Let’s All Go To Butler School (Or Not)

There was a fascinating article about the “booming market” of modern-day butler schools in — where else? — the Wall Street Journal last week.
After a career culminating in the role of head butler at the U.S. Embassy in Germany, Mr. Wennekes started a recruitment agency for domestic staff. Soon after, in 1999, he set up the school to train candidates himself when demand began to outpace supply.
Today, his students follow an eight-week residential course in a castle in the south of the Netherlands. Field trips include an outing to Veuve Clicquot’s Champagne house, where they learn the airs of bubbly service, and a cigar master class in Germany, so they are up to snuff on Cubans, humidors and the like.
His school is registered as a nonprofit organization, with fees covering costs and profit made through placing staff. The cost to students — which includes a traditional uniform of tailcoat, gray vest, white gloves and a butler’s tie — is €13,750, or about $18,800.
I was all on board with becoming a butler until we got to the tuition part.

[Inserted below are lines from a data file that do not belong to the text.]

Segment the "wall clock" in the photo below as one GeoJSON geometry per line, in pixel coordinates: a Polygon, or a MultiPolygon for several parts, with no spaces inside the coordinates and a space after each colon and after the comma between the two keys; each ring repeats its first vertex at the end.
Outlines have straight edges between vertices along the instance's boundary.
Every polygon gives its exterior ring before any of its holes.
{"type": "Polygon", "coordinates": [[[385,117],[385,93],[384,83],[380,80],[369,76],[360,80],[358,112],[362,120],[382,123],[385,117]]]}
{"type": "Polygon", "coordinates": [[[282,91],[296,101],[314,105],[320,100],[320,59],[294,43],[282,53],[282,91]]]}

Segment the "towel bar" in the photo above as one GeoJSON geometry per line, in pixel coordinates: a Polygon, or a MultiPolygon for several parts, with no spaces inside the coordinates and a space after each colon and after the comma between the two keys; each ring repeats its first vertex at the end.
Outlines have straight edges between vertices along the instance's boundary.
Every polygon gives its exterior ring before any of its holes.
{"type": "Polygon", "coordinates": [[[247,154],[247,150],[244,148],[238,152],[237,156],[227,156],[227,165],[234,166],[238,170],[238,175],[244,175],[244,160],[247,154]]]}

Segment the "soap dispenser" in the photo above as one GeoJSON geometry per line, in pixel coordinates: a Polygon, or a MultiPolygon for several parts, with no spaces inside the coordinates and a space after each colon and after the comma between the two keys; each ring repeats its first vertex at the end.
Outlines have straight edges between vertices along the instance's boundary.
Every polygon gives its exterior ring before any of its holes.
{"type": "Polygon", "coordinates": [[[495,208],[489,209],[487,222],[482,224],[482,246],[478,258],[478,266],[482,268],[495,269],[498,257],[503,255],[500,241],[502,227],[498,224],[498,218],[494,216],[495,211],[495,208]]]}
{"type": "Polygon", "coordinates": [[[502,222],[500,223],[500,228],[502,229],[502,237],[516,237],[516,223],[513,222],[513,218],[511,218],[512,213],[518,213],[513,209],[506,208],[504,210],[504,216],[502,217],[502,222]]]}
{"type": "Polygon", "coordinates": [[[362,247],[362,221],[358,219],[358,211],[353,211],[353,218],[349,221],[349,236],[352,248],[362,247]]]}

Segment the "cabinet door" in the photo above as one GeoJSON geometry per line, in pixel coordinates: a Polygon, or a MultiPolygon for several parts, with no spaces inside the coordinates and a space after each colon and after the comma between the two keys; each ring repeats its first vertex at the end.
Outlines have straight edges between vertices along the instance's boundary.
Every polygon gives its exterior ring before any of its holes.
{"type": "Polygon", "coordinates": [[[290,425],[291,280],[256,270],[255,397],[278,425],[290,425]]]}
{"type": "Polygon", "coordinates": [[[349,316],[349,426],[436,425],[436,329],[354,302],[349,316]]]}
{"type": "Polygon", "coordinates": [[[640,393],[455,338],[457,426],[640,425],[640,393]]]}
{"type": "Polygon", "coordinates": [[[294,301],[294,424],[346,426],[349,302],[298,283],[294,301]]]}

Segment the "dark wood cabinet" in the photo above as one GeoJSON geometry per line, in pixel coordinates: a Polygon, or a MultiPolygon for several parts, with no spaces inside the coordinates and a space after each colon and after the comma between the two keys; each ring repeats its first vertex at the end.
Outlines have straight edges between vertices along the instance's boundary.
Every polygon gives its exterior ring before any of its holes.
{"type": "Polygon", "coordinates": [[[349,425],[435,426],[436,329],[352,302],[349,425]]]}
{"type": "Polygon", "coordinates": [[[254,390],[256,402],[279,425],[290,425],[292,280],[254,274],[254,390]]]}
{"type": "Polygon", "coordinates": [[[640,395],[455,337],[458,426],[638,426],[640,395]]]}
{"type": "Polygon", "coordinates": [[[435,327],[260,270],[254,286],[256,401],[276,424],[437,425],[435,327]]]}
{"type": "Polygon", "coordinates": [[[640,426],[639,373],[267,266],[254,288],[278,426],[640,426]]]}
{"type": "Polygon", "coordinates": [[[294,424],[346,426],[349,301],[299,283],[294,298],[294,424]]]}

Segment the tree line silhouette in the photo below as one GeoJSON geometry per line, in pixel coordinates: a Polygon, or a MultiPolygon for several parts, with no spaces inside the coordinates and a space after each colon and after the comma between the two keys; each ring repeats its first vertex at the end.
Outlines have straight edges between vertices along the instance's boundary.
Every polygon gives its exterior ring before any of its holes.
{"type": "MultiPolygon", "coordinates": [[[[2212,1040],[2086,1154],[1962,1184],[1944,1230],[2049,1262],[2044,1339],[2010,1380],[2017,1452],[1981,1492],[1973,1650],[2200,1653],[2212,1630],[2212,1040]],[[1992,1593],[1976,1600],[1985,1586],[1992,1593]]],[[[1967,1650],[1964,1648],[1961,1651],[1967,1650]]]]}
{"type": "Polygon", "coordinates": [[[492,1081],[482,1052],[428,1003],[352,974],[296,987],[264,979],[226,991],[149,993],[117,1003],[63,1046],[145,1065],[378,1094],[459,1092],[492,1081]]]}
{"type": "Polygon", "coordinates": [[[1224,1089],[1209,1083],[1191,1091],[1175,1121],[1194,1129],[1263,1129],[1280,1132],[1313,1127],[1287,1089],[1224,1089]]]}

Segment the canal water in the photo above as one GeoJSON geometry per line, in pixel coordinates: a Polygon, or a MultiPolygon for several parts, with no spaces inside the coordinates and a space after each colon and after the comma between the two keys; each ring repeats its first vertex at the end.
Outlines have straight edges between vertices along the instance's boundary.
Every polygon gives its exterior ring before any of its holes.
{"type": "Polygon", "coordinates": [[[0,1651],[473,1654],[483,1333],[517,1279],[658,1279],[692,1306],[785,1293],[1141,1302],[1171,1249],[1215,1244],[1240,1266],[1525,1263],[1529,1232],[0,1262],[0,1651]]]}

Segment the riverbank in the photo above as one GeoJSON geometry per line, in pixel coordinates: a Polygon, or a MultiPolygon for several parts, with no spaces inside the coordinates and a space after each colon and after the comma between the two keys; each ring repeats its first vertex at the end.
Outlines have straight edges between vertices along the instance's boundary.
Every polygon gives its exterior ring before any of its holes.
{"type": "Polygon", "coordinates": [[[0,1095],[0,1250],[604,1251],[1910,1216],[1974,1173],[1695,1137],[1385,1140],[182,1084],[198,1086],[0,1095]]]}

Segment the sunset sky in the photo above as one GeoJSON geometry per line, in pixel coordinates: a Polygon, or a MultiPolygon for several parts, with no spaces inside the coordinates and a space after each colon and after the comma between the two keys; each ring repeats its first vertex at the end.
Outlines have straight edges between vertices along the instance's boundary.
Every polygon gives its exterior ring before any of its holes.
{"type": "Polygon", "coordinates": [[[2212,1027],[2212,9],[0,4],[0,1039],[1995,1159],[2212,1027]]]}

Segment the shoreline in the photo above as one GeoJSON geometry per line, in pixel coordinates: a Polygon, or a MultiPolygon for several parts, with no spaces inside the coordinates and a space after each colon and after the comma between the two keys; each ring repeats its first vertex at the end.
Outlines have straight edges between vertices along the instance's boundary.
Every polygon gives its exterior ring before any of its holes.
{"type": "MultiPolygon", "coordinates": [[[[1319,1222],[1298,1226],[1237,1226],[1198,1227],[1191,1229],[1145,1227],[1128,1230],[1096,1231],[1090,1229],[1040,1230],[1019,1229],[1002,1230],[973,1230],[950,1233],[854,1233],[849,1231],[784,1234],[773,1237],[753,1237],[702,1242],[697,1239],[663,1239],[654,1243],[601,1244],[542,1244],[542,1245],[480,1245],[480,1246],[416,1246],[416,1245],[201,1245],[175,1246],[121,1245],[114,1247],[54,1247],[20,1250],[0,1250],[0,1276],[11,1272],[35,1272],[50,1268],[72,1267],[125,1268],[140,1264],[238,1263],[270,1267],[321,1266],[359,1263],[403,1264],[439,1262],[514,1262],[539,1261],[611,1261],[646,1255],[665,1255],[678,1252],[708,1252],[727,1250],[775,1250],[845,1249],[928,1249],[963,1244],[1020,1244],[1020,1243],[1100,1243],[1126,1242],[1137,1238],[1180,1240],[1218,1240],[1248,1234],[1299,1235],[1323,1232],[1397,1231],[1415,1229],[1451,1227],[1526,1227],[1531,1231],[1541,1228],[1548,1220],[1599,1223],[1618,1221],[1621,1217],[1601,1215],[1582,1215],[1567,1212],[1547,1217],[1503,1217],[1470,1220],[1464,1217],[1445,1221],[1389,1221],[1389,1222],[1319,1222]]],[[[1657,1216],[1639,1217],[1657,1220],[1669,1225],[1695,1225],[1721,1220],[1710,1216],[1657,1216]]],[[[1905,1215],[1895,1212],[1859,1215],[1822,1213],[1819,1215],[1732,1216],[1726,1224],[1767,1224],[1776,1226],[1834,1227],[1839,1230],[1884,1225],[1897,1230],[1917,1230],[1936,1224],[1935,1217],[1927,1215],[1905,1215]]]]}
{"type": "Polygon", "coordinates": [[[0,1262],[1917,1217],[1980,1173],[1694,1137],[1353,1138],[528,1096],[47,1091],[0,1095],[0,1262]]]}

Apparently the main problem with the butler boom, aside from the rapid decline of the middle class, is that there is no worldwide established standard for butler training and there are many butler charlatans cropping up who do things like use tea bags for tea service — oof, major faux pas — and also this gem:
Certain indignities bother him more than others. Mr. Wennekes recalls, for instance, one student who had been taught by another school to pull the toe of a sleeping principal if he wasn’t awake in time for his breakfast tray.
“If my butler did that to me, I’d kick him out,” says Mr. Wennekes.